BOLT: Study of the Indigo® Aspiration System When Used in Patients With Deep Vein Thrombosis (NCT05003843) | Clinical Trial Compass
Active — Not RecruitingNot Applicable
BOLT: Study of the Indigo® Aspiration System When Used in Patients With Deep Vein Thrombosis
United States229 participantsStarted 2021-09-30
Plain-language summary
The objective of this study is to demonstrate the safety and efficacy of the Indigo Aspiration system for percutaneous mechanical thrombectomy in a population presenting with obstruction due to deep vein thrombosis (DVT) who are eligible for treatment.
Who can participate
Age range
18 Years
Sex
ALL
See this in plain English?
AI-rewrites the medical criteria so a patient or caregiver can understand them. Always confirm with the trial site.
Inclusion Criteria:
* Unilateral lower extremity DVT occlusion involving iliac and/or common femoral veins with up to 2 cm extension in the inferior vena cava (IVC) or femoral in combination with iliac veins, including patients with extension of clot into the contralateral common iliac vein Note: Patients with non-iliofemoral DVT in the contralateral limb, who do not require endovascular treatment, may be enrolled
* Acute thrombotic or thromboembolic occlusion with symptom duration of 14 days or less at presentation
* Frontline treatment with Indigo Aspiration System in the target venous segment per Investigator decision
* Patient is ≥18 years of age
* Informed consent is obtained per Institutional Review Board requirements
Exclusion Criteria:
* Contraindication to systemic or therapeutic doses of anticoagulants
* Contraindication to iodinated contrast venography that cannot be adequately premedicated
* Complete infrarenal IVC occlusion
* In the index leg: prior DVT
* Prior stent in target venous segment
* Treatment of index DVT with thrombolytics within 14 days prior to index procedure
* Pulmonary embolism (PE) defined as either high (systolic blood pressure \< 90 mmHg and/or patient on IV vasoactive medication to support blood pressure), or intermediate high-risk PE, as defined by the European Society Guideline on management of PE. Low risk PE and/or intermediate low risk PE can be enrolled.
* Known coagulation disorders both acquired (e.g., Heparin Induced Thrombocytope…
Questions worth asking your doctor
Bring these to your next appointment. They're a starting point for a shared conversation — not a sign you qualify or a recommendation to enrol.
1Based on my diagnosis and history, is this trial worth exploring for me — or is there a standard treatment we should try first?
2What does this trial's phase tell us about how much is already known about its safety and benefit?
3What would taking part actually involve for me — visits, tests, time, and travel?
4What are the known and possible risks or side effects I should weigh, and how would they be monitored?
5If this trial isn't the right fit, what other options or trials would you suggest I look into?
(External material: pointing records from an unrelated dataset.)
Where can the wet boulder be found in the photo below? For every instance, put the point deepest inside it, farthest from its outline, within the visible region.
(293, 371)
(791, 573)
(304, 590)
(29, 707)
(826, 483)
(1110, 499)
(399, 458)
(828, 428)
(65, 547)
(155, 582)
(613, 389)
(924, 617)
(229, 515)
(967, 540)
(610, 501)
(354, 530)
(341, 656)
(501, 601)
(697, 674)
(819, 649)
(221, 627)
Generated to help you prepare — always confirm anything about your own eligibility and care with the study team and your doctor.
Questions for the trial coordinator
The trial coordinator is the person who runs the study day to day. These cover the practical side — logistics, costs, and what taking part would actually mean for your life. The study team confirms whether you meet the criteria; these are questions to ask, not a sign you qualify.
1What does taking part actually involve week to week — how many visits, where, and how long does each one take?
2What costs are covered by the study, and what might I have to pay for myself, including travel, parking, or time off work?
3What happens during screening, and what happens if the study team confirms I don't meet the criteria after those tests?
4Who pays for the scans, blood work, and other tests the trial requires — the study, my insurance, or me?
5How will being in the trial affect my regular care, and will my own doctor stay informed and involved?
6Can I leave the trial at any point if I change my mind, and what would happen to my care if I do?
A starting point for the conversation — always confirm anything about your own eligibility, costs, and care with the study team and your doctor.